Health has suffered due to seafood drop, delegates told
THERE is a direct link between the decrease of seafood in the diet and the rise in mental ill health and heart disease, according to keynote speaker Dr Michael Crawford, a leading expert on human nutrition. Dr Crawford told delegates that marine lipids played a key role in brain development in evolution terms. He said the brain still depends on the same marine nutrients today for growth and development, adding that the marine food chain is by far the richest source of these.
Meanwhile, he supported findings that contradict the Food Standards Agency and the US Food and Drug Administration’s advice to pregnant mothers to eat seafood no more than twice a week. Dr Crawford said this advice was counter-productive rather than beneficial.
Referring to the fact that during the 1800s large sectors of the Scottish population ate a diet rich in herring or salmon, he said: “My interpretation of the demise of herring is that, having lost this tradition, I would certainly say from the evidence we have today that this has been a major factor in the rise in mental ill health.”
He added that Scotland is now one of the worst countries for cardio-vascular disease. He said he wouldn’t be surprised if it also scored highly in terms of mental health disease.
Chairman of the Association of Scottish Shellfish Growers, Skye-based Doug McLeod warned that the market for molluscs in the UK must expand to head off price reduction in the raw material. But producers were faced with the major challenge of creating a new marketing strategy to offset negative perceptions and which would underline the health advantages of eating more mussels and oysters.

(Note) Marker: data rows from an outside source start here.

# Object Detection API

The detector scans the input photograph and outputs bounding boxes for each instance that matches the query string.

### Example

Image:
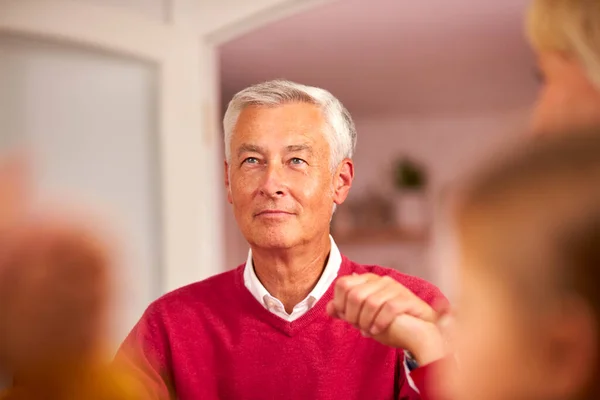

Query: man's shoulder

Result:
[148,266,243,313]
[348,260,448,309]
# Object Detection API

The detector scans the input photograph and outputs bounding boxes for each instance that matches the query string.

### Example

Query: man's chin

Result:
[248,231,300,250]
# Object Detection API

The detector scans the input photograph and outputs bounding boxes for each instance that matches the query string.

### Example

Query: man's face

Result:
[532,53,600,132]
[225,103,354,249]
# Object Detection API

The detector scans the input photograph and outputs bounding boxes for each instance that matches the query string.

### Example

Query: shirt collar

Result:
[244,235,342,307]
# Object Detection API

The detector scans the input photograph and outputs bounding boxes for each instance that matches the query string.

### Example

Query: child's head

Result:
[455,132,600,400]
[527,0,600,132]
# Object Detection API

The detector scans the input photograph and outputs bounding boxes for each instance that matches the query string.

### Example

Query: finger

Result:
[358,277,402,334]
[369,293,410,336]
[370,292,436,335]
[345,277,390,330]
[333,274,372,315]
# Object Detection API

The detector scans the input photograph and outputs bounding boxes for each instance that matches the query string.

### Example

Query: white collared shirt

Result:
[244,235,342,322]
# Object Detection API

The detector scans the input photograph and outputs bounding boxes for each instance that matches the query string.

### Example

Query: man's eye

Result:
[290,157,306,165]
[244,157,258,164]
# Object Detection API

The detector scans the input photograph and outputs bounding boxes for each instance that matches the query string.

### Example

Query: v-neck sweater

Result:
[117,257,445,400]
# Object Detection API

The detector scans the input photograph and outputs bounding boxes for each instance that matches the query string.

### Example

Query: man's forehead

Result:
[237,142,313,154]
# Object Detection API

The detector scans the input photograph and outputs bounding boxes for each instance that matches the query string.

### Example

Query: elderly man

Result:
[118,80,445,400]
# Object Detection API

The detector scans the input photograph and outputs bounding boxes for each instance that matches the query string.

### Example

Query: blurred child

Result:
[450,129,600,400]
[0,161,142,400]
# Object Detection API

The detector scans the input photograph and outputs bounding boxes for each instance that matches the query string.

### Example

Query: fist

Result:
[327,274,444,364]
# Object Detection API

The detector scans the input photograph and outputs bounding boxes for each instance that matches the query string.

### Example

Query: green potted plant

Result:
[394,157,428,232]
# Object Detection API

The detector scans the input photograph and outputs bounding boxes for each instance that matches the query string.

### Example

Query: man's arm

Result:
[327,274,447,400]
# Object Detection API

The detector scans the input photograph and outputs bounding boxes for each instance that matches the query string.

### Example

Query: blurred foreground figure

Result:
[527,0,600,134]
[448,129,600,400]
[0,161,141,400]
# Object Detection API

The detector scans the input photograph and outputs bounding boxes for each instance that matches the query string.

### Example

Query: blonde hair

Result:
[527,0,600,89]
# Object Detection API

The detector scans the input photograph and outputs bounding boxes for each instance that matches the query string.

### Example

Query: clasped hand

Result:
[327,274,444,365]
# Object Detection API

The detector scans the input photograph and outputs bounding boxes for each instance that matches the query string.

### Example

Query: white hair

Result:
[223,79,356,170]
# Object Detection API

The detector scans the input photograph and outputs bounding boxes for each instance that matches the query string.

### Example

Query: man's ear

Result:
[223,161,233,204]
[333,158,354,205]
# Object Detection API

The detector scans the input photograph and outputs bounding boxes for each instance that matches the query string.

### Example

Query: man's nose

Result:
[260,164,286,197]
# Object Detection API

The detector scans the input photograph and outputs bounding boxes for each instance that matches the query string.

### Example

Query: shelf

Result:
[332,227,429,245]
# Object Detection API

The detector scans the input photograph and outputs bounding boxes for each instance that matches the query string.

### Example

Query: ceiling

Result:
[220,0,537,116]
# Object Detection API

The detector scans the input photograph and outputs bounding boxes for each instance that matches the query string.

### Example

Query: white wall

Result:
[341,111,527,293]
[0,0,332,348]
[0,35,161,341]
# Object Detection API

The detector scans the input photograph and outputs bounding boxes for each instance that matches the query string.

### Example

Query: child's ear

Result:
[538,299,598,399]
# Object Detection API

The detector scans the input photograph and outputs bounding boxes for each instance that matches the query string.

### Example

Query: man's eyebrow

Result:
[238,143,264,157]
[286,144,312,153]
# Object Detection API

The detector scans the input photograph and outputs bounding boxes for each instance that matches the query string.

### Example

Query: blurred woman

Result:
[527,0,600,133]
[450,129,600,400]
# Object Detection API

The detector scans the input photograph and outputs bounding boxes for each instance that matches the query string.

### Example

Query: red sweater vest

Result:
[117,257,443,400]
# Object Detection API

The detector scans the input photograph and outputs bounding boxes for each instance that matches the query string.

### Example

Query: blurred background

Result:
[0,0,537,342]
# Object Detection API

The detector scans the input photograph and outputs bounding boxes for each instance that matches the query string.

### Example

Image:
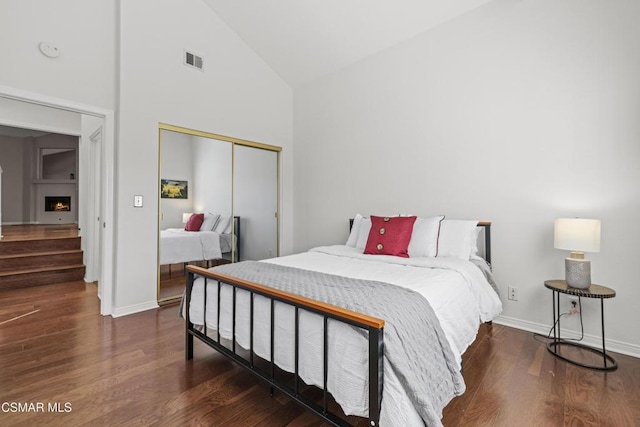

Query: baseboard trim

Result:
[111,301,159,317]
[493,315,640,358]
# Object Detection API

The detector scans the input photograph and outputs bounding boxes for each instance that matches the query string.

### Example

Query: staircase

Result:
[0,237,85,291]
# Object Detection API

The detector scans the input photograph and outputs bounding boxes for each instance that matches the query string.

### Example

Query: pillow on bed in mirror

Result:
[345,214,363,248]
[437,219,478,260]
[409,215,444,258]
[184,214,204,231]
[213,215,231,234]
[356,217,371,251]
[364,215,417,258]
[200,212,220,231]
[469,227,483,259]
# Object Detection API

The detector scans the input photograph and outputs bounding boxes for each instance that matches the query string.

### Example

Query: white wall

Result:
[191,136,233,216]
[0,0,293,315]
[115,0,293,314]
[294,0,640,355]
[0,0,117,110]
[0,135,28,224]
[159,130,194,231]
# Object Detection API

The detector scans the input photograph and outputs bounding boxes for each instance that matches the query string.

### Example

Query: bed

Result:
[160,215,240,265]
[183,216,502,426]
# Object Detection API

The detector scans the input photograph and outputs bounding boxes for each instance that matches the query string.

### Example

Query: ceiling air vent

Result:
[184,50,202,70]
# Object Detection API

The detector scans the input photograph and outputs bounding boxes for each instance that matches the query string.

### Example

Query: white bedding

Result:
[189,246,502,426]
[160,228,228,265]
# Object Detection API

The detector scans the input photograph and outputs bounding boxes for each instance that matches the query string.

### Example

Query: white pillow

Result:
[213,215,231,234]
[438,219,478,260]
[469,226,484,259]
[200,212,220,231]
[356,218,371,251]
[345,214,362,248]
[409,215,444,258]
[224,217,233,234]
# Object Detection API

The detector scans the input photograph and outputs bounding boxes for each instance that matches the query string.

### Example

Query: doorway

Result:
[0,86,115,315]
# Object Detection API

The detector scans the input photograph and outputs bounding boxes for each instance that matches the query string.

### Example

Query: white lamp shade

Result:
[553,218,600,252]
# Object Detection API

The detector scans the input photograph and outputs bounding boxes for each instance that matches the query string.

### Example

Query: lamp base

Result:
[564,258,591,289]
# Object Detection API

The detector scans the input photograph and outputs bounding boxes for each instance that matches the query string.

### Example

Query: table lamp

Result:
[553,218,600,289]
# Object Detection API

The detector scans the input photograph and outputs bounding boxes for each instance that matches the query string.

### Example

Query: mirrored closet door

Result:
[158,124,281,303]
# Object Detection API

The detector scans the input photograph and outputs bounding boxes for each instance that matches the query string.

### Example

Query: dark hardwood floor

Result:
[0,282,640,426]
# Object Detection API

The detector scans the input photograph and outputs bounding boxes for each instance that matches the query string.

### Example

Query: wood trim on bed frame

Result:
[185,265,385,427]
[185,219,491,427]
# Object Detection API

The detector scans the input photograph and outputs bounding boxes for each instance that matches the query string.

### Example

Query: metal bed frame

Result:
[185,265,384,426]
[185,220,491,427]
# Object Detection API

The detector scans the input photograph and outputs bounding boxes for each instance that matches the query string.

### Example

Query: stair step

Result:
[0,237,80,256]
[0,264,85,290]
[0,249,83,273]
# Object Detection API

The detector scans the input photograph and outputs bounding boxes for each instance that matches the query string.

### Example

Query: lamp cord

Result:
[533,295,584,341]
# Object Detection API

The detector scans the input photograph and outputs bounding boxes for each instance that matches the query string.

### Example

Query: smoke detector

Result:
[38,42,60,58]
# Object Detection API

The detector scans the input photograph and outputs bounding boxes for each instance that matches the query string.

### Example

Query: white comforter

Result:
[160,228,222,265]
[189,246,502,426]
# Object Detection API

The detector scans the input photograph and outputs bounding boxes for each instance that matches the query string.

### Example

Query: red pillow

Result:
[184,213,204,231]
[364,215,417,258]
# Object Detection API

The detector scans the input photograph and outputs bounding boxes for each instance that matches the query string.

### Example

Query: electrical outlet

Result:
[568,298,580,316]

At present there was a problem, underlined in a Seafish study, that the majority of consumers did not trust the product.
He also believed that oysters and mussels, for example, deserve to be promoted in their own right, rather than as components of other added-value products. Mr McLeod also argued for the development of chilled half-shell oysters for the retail sector as being one way of promoting sales. He said that in New Zealand this kind of product was available but only in frozen form.
A significant emphasis during the first day of the conference was on the need for strong promotion and marketing. Steven Tait, Head of Sales and Marketing, Freedom Food said the soft drink market emphasised this.